The widow of Manning Marable has told The Root that the 60-year-old scholar of black studies died this afternoon at Columbia Presbyterian Hospital of complications relating to pneumonia. According to Leith Mullings Marable, her husband had suffered from sarcoidosis for the past 25 years and had undergone a double-lung transplant in July 2010. 

Marable, a professor of history and political science at Columbia University's School of International and Public Affairs in New York, was also the director of the university's Institute for Research in African American Studies. His long-awaited biography of Malcolm X -- Malcolm X: A Life of Reinvention -- is scheduled for release on Monday, April 4. He had been working on it for 10 years.

"I think he would want to be remembered for having contributed to the black freedom struggle," said Mrs. Marable. "He would want to be remembered for being both a scholar and an activist and as someone who saw the two as not being separated. He believed that both [callings] went together and enhanced each other."

A lifelong Marxist, Marable was a member of Committees of Correspondence for Democracy and Socialism and the Working Families Party. His latest book was a labor of love born from an enduring fascination with Malcolm X. In 2005 he told Democracy Now host Amy Goodman, "Malcolm X was the most remarkable historical figure produced by black America in the 20th century. That's a heavy statement, but I think that in his 39 short years of life, Malcolm came to symbolize black urban America -- its culture, its politics, its militancy, its outrage against structural racism -- and at the end of his life, a broad internationalist vision of emancipatory power ... "

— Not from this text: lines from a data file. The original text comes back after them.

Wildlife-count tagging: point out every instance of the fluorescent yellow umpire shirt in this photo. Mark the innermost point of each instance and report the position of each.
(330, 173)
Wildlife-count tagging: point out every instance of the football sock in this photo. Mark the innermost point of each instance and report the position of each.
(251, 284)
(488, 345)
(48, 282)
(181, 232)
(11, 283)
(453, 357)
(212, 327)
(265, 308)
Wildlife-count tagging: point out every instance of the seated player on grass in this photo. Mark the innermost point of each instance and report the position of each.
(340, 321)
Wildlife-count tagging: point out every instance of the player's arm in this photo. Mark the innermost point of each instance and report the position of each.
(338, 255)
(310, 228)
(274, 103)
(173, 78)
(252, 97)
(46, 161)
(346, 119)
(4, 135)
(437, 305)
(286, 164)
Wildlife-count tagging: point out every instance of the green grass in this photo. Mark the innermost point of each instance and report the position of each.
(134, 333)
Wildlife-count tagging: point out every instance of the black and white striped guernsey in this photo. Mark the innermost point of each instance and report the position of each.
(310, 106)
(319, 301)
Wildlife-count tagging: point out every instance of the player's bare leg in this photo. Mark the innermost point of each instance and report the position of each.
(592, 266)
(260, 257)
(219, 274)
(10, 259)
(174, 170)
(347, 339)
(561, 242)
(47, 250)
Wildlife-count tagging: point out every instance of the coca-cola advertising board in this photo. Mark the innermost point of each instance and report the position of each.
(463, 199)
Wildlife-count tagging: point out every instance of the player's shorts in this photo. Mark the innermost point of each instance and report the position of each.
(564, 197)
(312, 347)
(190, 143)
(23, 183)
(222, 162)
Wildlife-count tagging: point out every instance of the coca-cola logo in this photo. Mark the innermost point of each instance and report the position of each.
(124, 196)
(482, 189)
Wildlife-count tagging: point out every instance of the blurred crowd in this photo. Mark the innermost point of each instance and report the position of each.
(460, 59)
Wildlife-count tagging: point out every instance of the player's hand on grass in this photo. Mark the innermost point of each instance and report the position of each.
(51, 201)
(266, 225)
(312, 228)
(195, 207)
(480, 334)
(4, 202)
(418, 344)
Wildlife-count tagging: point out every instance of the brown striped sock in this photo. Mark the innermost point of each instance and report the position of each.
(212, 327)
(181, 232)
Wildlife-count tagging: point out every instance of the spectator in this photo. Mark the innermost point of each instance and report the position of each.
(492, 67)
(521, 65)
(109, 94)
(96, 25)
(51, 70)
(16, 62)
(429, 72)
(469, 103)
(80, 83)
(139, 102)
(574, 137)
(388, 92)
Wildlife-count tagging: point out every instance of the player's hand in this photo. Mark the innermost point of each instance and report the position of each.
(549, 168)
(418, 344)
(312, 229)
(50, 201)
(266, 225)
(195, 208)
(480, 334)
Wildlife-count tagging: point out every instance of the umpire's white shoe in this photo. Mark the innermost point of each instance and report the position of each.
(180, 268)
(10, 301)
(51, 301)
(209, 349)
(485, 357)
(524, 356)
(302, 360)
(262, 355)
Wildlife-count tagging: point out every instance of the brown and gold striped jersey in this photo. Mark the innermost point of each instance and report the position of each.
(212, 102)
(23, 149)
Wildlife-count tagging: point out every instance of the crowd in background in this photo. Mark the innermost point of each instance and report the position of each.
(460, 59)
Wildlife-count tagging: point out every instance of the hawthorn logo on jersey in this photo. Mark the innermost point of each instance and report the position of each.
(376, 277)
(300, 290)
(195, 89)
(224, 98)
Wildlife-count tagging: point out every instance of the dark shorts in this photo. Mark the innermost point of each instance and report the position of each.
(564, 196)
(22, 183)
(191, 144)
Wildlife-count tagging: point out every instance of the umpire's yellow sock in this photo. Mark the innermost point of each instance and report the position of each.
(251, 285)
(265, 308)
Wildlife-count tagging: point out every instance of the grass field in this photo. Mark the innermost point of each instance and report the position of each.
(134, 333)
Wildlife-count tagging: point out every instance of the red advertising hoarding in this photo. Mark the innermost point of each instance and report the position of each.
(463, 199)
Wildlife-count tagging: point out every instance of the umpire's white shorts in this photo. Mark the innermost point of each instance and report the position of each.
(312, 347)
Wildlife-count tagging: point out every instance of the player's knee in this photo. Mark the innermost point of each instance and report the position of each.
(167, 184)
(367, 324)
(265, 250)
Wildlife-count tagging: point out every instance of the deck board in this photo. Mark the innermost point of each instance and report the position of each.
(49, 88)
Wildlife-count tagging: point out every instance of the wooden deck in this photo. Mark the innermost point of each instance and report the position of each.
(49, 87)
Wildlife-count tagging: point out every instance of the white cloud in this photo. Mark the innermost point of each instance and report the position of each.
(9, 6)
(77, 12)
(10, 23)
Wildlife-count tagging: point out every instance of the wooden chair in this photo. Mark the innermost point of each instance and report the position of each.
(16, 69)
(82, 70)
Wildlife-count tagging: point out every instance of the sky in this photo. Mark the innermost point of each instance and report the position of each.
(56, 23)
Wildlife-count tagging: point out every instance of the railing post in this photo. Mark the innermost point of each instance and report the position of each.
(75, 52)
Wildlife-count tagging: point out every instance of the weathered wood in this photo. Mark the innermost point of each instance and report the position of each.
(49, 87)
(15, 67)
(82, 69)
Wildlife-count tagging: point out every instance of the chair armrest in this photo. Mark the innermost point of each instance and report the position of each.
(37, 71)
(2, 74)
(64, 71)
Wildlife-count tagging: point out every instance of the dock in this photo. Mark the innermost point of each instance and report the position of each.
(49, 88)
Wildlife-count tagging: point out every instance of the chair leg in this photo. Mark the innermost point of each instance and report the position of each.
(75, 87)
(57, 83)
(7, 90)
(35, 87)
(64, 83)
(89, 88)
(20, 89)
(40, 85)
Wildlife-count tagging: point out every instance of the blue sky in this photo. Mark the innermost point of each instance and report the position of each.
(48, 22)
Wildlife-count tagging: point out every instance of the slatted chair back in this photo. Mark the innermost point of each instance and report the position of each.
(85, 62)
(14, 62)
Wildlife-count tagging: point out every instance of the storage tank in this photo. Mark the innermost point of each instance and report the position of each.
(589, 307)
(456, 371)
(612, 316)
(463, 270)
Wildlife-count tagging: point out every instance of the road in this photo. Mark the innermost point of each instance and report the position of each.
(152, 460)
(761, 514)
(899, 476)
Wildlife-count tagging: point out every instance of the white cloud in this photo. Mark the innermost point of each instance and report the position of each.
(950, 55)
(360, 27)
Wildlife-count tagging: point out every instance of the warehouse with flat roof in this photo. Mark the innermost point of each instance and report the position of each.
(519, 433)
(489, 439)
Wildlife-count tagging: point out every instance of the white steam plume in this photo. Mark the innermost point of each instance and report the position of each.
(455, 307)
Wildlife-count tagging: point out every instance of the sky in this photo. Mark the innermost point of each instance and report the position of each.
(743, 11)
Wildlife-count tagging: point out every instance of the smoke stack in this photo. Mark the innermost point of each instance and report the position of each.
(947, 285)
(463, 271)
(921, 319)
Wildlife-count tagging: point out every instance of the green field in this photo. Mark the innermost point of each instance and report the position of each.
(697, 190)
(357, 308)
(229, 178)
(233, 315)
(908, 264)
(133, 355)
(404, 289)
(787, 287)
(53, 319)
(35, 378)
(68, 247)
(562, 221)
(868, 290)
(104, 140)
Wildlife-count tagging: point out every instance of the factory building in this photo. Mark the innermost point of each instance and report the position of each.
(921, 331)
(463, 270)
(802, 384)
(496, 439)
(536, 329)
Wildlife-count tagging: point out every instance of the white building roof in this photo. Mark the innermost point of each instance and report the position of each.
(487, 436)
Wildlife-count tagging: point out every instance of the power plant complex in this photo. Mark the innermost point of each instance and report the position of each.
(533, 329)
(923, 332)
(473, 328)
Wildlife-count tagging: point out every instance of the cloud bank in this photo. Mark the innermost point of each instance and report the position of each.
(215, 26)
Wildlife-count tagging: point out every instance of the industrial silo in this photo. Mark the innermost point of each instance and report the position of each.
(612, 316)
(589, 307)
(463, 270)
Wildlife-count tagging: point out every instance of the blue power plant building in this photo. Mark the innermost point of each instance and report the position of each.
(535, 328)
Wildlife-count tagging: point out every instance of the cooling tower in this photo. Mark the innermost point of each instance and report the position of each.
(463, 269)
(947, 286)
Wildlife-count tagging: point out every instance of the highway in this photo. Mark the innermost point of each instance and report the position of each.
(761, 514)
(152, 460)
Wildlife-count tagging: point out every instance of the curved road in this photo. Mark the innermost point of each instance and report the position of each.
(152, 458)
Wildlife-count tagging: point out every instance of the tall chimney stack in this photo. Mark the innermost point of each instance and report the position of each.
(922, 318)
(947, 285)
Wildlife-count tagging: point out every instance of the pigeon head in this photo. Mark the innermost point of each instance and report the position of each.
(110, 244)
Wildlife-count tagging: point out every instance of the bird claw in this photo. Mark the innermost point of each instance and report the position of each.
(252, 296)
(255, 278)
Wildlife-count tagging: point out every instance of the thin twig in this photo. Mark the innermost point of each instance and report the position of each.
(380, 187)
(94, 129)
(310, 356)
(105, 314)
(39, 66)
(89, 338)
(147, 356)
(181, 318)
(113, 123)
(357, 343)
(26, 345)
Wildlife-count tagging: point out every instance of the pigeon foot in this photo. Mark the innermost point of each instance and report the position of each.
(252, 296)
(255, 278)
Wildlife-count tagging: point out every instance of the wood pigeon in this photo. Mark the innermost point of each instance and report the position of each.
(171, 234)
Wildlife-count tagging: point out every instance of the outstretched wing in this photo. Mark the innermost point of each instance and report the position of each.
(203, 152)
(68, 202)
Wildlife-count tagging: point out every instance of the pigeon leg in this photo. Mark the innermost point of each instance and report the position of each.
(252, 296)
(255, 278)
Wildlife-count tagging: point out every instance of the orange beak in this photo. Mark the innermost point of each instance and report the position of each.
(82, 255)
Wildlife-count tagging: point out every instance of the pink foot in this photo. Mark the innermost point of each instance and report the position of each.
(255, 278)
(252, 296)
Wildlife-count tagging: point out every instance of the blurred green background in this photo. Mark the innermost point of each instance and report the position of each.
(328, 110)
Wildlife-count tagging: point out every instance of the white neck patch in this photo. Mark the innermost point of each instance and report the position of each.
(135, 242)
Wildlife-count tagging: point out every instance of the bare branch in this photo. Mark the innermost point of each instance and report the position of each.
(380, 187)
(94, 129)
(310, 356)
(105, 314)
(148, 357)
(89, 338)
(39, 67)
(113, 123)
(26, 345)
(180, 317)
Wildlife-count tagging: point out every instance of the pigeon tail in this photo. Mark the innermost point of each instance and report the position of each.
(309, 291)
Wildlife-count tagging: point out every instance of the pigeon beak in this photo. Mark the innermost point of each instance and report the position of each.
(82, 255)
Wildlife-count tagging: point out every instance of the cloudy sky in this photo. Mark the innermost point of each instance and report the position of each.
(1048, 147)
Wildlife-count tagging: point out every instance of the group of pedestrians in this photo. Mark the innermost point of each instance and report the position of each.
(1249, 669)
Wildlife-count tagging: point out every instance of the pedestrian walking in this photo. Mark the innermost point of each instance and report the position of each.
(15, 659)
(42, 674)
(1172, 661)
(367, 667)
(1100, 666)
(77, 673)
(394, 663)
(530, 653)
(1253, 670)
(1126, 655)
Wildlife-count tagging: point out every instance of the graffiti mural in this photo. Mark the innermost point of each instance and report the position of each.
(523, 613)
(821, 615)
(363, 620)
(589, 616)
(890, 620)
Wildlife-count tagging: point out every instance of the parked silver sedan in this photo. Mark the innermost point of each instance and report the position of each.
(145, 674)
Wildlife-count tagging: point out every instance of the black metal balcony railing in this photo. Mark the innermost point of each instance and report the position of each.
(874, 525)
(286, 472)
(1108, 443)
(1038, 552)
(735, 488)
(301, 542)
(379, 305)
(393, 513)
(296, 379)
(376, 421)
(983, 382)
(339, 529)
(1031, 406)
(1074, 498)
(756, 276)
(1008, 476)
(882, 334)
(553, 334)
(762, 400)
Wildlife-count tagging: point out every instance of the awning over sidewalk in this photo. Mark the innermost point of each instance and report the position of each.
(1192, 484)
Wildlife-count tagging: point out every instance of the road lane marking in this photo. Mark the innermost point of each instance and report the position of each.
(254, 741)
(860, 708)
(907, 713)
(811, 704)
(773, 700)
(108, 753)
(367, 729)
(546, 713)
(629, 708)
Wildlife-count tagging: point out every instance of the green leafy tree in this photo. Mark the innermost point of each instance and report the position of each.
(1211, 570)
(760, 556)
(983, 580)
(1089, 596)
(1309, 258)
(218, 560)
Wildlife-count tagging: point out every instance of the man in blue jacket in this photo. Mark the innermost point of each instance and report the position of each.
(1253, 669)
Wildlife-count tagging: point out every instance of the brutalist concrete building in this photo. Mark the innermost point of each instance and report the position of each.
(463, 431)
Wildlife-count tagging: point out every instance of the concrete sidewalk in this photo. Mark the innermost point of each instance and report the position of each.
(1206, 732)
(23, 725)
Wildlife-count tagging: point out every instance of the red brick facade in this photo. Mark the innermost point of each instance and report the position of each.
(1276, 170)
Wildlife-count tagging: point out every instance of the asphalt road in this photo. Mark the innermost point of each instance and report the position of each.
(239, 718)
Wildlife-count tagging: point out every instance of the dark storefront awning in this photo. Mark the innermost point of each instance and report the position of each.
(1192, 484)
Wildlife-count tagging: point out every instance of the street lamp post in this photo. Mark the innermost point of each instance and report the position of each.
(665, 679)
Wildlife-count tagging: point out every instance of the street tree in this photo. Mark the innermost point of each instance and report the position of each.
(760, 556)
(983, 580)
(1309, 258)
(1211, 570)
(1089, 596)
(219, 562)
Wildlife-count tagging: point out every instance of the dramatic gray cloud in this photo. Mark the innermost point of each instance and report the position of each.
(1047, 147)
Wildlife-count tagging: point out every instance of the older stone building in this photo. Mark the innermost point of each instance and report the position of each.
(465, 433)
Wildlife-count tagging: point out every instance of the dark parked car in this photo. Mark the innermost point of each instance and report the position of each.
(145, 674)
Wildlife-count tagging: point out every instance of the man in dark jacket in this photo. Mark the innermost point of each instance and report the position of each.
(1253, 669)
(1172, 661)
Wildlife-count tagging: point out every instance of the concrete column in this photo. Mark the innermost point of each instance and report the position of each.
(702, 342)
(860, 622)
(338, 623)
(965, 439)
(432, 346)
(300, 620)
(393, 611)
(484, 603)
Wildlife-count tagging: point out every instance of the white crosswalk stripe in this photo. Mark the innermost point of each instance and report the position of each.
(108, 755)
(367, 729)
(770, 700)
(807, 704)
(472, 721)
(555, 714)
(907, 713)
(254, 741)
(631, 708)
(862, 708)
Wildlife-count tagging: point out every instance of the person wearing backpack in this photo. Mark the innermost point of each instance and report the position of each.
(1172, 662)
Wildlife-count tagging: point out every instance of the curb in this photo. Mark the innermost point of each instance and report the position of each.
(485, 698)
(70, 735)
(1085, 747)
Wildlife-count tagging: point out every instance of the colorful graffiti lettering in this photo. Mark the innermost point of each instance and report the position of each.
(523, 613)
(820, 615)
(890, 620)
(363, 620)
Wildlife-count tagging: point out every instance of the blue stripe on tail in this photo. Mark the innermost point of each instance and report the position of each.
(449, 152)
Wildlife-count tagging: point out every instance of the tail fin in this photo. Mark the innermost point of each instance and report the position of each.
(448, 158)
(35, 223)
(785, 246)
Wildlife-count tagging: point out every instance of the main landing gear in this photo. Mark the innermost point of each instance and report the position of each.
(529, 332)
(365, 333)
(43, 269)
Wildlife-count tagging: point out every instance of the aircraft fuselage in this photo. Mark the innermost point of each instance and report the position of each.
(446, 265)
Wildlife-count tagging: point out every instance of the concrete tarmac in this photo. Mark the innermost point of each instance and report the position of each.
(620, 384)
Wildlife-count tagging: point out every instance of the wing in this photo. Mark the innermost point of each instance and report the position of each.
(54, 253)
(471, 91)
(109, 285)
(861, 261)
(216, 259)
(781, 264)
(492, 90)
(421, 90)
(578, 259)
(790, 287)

A native of Dayton, Ohio, Marable graduated from Earlham College in 1971, received a master's degree in American history from the University of Wisconsin-Madison and a Ph.D. in American history from the University of Maryland. He taught at Cornell University, Fisk University, Colgate University, Ohio State University and the University of Colorado before landing at Columbia University, where he was the M. Moran Weston and Black Alumni Council Professor of African-American Studies and professor of history and public affairs. From 1993 to 2003, he was founding director of African-American studies at Columbia; in 2002 he began serving as director of the Center for Contemporary Black History there.

The family is planning to hold a public memorial service on May 27 and will have a private funeral within the next few days, Mrs. Marable said. Marable leaves behind three children and two stepchildren.